Carey v. Wynn

439 U.S. 8 | SCOTUS | 1978

439 U.S. 8 (1978)

CAREY, STATE'S ATTORNEY OF COOK COUNTY, ILLINOIS
v.
WYNN ET AL.

No. 78-229.

Supreme Court of United States.

Decided October 16, 1978.[*]
ON APPEAL FROM THE UNITED STATES DISTRICT COURT FOR THE NORTHERN DISTRICT OF ILLINOIS.

PER CURIAM.

A three-judge District Court entered a declaratory judgment holding unconstitutional certain sections of the Illinois Abortion Act of 1975, Ill. Rev. Stat., ch. 38, § 81-21 et seq. (Supp. 1976). Wynn v. Scott, 449 F. Supp. 1302 (ND Ill. 1978). The District Court assumed that Illinois prosecutors would recognize and abide by the declaratory judgment and denied plaintiffs' request for injunctive relief. Id., at 1331.

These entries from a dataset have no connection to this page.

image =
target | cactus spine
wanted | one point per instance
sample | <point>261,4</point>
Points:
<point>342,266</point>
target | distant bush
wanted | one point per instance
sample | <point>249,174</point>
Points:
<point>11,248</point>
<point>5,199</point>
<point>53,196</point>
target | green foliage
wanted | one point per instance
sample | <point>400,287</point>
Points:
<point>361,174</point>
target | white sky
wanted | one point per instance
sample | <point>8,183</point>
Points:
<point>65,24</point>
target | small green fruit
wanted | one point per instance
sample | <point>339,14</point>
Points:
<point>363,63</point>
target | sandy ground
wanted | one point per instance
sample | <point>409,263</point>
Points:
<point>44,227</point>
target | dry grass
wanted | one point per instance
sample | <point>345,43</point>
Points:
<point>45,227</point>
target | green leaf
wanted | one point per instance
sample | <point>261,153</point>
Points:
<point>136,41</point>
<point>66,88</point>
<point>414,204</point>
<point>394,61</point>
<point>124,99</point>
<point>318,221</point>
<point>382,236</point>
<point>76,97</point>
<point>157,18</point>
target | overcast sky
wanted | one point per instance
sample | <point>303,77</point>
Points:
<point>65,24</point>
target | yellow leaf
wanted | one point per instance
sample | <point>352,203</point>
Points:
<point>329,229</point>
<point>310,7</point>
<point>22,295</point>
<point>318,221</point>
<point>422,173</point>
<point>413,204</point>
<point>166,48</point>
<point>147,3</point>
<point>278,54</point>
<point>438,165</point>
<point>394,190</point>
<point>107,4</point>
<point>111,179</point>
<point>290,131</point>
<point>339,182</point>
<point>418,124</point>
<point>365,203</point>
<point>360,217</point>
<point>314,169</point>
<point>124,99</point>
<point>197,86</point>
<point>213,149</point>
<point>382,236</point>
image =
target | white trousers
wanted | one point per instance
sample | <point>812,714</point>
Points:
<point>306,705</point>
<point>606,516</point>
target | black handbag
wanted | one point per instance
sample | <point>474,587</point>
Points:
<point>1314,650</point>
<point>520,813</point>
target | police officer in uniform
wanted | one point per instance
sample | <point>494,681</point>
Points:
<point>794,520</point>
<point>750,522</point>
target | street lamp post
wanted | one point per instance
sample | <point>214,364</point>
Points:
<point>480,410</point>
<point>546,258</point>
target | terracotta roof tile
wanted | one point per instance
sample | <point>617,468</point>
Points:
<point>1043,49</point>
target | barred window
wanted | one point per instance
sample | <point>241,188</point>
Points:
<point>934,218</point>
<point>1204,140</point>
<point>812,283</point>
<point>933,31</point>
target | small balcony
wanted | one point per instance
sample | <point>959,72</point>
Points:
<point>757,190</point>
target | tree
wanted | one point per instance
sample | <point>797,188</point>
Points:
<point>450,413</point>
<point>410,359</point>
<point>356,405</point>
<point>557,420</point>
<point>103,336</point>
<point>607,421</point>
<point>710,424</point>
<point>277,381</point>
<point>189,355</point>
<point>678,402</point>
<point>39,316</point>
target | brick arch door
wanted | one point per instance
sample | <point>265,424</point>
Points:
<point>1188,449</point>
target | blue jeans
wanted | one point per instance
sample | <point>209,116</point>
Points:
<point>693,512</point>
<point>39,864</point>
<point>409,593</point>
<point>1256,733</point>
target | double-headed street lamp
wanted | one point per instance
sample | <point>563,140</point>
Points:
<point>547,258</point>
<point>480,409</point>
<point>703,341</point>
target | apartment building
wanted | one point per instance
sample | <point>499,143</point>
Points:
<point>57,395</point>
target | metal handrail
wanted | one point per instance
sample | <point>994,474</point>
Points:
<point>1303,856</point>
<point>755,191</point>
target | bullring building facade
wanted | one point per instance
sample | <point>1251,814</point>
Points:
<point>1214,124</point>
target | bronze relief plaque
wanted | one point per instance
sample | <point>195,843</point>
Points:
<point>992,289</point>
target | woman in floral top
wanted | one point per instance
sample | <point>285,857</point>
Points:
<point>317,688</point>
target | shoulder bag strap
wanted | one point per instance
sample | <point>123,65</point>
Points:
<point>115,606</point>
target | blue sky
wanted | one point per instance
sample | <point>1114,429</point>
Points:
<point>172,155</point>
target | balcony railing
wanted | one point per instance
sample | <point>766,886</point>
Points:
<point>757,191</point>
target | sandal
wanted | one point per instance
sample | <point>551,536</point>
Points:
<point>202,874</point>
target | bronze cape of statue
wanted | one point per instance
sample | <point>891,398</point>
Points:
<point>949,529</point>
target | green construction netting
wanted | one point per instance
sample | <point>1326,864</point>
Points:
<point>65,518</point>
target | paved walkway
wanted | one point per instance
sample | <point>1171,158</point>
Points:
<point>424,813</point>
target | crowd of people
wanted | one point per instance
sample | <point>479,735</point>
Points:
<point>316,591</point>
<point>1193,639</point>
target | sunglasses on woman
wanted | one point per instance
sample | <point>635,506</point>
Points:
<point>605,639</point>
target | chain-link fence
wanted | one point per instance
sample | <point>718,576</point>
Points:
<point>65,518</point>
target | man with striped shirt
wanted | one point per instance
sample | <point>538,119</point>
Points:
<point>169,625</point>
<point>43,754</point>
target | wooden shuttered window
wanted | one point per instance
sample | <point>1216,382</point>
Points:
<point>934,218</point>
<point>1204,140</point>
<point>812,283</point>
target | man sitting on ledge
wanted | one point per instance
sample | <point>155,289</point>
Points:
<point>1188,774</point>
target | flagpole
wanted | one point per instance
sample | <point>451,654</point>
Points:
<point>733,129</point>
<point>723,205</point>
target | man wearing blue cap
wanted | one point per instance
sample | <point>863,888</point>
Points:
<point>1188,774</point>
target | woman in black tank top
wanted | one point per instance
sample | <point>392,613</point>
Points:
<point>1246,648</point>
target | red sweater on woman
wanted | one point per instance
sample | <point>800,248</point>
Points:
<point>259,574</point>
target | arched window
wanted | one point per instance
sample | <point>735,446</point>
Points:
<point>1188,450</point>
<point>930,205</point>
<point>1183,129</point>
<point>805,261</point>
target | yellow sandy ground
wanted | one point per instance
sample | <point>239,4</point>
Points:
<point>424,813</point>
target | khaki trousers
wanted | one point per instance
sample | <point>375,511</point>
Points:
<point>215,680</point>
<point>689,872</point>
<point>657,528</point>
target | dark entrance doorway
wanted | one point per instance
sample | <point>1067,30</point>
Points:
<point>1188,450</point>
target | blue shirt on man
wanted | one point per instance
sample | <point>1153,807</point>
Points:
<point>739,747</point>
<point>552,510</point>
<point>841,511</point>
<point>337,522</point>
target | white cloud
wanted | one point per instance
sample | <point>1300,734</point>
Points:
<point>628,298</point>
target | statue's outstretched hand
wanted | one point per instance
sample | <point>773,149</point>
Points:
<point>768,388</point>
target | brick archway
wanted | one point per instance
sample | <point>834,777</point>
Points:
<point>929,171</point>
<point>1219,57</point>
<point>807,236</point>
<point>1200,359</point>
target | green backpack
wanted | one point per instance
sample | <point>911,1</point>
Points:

The appeals from the declaratory judgment invalidating certain provisions of the statute are dismissed for want of jurisdiction. Title 28 U.S. C. § 1253, the jurisdictional statute under which these appeals are taken, does not authorize an appeal from the grant or denial of declaratory relief alone. Gerstein v. Coe, 417 U.S. 279 (1974). The declaratory judgment is appealable to the Court of Appeals, and we are informed that appeals to that court have been taken.

Appeals dismissed.

MR. JUSTICE STEVENS took no part in the consideration or decision of these cases.

NOTES

[*] Together with No. 78-239, Diamond v. Wynn et al., also on appeal from the same court.